News snippets from the wool world
The world of wool never sleeps. I come to you this week with a veritable cornucopia of ovine intrigue and innovation. We've got fire-resistant wall panels, colorful crochet flowers, skilled natural dyers and wool classers and fashion designers and even ultra-absorbent wool sanitary products.
But first, we turn to Montana, where one family is finding a way to make their wool profitable in a changing market.
Say the name Roeder to anyone in the Montana wool world and you'll get a reverent nod. Not only do Brent and Tracie Roeder raise Targhee sheep but Brent is the state extension specalist, their son Ben is a professional sheep shearer, and daughter Caroline is finishing up at Montana State University in Ag Economics.
This is a sheep and wool family if ever there was one.
And yet even they have struggled to find successful ways to survive since raising sheep just for wool has not been profitable. They've developed a plan to supplement that income—and as a fan of blankets and Targhee wool, I'm rather excited about this.
Working with Bartlett Yarn, Battenkill Fibers, Thistle Hill Weavers, and Lilly marsh studios, they're making beautiful blankets which they sell under the Montana Wool Company label.
Woo-hoo for Woolmark!
In just 12 days, the winner of the prestigious Woolmark Prize will be announced in Paris. This year's finalists are A. ROEGE HOVE, Bluemarble, Lagos Space Programme, MARCO RAMBALDI, MAXXIJ, Paolina Russo, R H U D E and Robyn Lynch—and you can check out their work in this short film that creates "intergenerational dialogue between iconic performance artist Joan Jonas and the next generation of leading design talent."
Mary Godnick wrote a sweet article about the resurgence of the local fiber movement, with a focus on small-scale sheep farming in the Adirondacks. She profiles Farmer Kirsten Liebl, who relies on the nearby Battenkill Fibers mill to spin her wool into yarn, which she then dyes herself.
By the way, Battenkill's founder Mary Jeanne Packer is also co-founder of Hudson Valley Textile Project, which strives to bring more infrastructure to make regionally produced products available for customers. And if you've been contemplating raising sheep for fiber yourself, you can learn more by attending the New York State Fiber Conference on June 11, 2023.
India may provide only about 2% of the world's wool—but those sheep carry on a regional economic and cultural legacy worth protecting.

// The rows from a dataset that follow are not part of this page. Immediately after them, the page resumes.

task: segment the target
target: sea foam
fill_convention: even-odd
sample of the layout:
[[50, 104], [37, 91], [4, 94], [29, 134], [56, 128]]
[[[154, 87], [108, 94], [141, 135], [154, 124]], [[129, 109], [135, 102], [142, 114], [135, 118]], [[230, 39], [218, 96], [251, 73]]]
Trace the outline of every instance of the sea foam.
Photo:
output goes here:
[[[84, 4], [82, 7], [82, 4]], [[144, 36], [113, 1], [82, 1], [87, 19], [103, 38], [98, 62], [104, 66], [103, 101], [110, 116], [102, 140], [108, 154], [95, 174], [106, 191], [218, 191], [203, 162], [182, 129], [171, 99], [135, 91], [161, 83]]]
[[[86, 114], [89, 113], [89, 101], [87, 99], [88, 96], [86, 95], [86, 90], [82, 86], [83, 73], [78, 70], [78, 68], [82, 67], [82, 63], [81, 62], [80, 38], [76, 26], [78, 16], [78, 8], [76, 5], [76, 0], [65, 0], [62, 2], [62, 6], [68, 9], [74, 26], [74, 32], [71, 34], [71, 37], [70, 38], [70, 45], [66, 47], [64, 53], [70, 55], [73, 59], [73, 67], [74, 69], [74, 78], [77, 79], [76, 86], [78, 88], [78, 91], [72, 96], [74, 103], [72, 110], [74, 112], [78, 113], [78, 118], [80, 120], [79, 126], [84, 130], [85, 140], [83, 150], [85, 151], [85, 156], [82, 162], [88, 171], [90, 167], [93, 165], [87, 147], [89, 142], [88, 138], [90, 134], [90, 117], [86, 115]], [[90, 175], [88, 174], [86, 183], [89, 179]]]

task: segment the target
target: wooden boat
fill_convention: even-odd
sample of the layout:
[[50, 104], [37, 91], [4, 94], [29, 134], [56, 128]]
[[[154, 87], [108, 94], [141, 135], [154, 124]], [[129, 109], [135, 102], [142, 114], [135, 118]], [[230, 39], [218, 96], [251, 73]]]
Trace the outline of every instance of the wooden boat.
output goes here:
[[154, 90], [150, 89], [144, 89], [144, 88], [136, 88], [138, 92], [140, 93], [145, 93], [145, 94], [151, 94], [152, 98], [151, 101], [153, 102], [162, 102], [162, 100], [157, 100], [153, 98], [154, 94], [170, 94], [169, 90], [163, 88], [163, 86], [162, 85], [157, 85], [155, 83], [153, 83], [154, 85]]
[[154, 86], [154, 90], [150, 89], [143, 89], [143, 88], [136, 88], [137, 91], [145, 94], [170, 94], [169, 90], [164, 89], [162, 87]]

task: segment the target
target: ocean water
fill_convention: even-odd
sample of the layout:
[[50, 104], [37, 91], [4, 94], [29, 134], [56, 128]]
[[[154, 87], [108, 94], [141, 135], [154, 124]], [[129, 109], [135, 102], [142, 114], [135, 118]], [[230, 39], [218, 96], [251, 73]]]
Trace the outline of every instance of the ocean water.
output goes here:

Here's some hopeful insight into what's happening in Himachal Pradesh.
Sheep rearing in Himachal Pradesh has always been a significant component of the rural economy and the most important source of livelihood for a large percentage of small and marginal farmers engaged in sheep rearing in rural and tribal regions of the state.
“It is a matter of pride that some private players are also investing in the organic certification and other certifications like Responsible Wool Standards of the Himachali wool in some parts of the state and catering to the small markets in the West,” an official spokesman said here on Sunday.
Wool Flowers in Bloom
Here's a fun story out of Roncheng in Shangdong Provence, China.
What kind of impact can recycled wool really have? So far, we haven't had enough data. But Woolmark commissioned the world's first peer-reviewed textile fiber cradle-to-grave lifecycle assessment study to find out more.
Findings indicated that the number of garment wears and length of the garment’s life is the most influential factor in determining garment impacts. But the indication relies on recycled garments being manufactured to a standard that enables at least 109 wears.
The research goes on to show that the impacts of a recycled wool product can be significantly reduced by 66-90 per cent with best practice use and care, indicating that consumers have the largest capacity to influence the sustainability of their wool garments.
Once again, consumers drive change.
A bale of wool is only as valuable as the roughest fiber in it, making one bad call a very expensive mistake. The wool classer plays a critical role in the shearing shed. And after 15 years of doing the job, Sherri Symons is ready to train the next generation. This is a fun article.
She talks about her career and the "screaming" demand for wool classers in Australia and New Zealand. Sherri learned to class by farm work and taking a training course offered by South West TAFE (Technical & Further Education).
With Government backing, a New Zealand company (T&R) has successfully developed a fire resistant, acoustic wall panel for commercial interiors made entirely from strong wool.
These panels have New Zealand's highest possible rating for fire resistance. Even more inspiring, T&R managed to accomplish this without sacrificing any of wool's environmentally friendly, compostable characteristics. It's another brilliant way to add economic viability to rougher grades of wool.
I'll leave you with a very cool story about the New Zealand startup Woolchemy, which just received $1.5 million (NZ) in venture funding to expand its business. Founded by two women, Woolchemy is poised to transform the personal-care materials industry by helping move it away from synthetics and toward wool.
The company currently has two core products that transform wool into an ultra-absorbent reusable and disposable material used in diapers and menstrual support, or for reusable hygiene products.
It all leads us back to a familiar question: Is there anything wool can't do?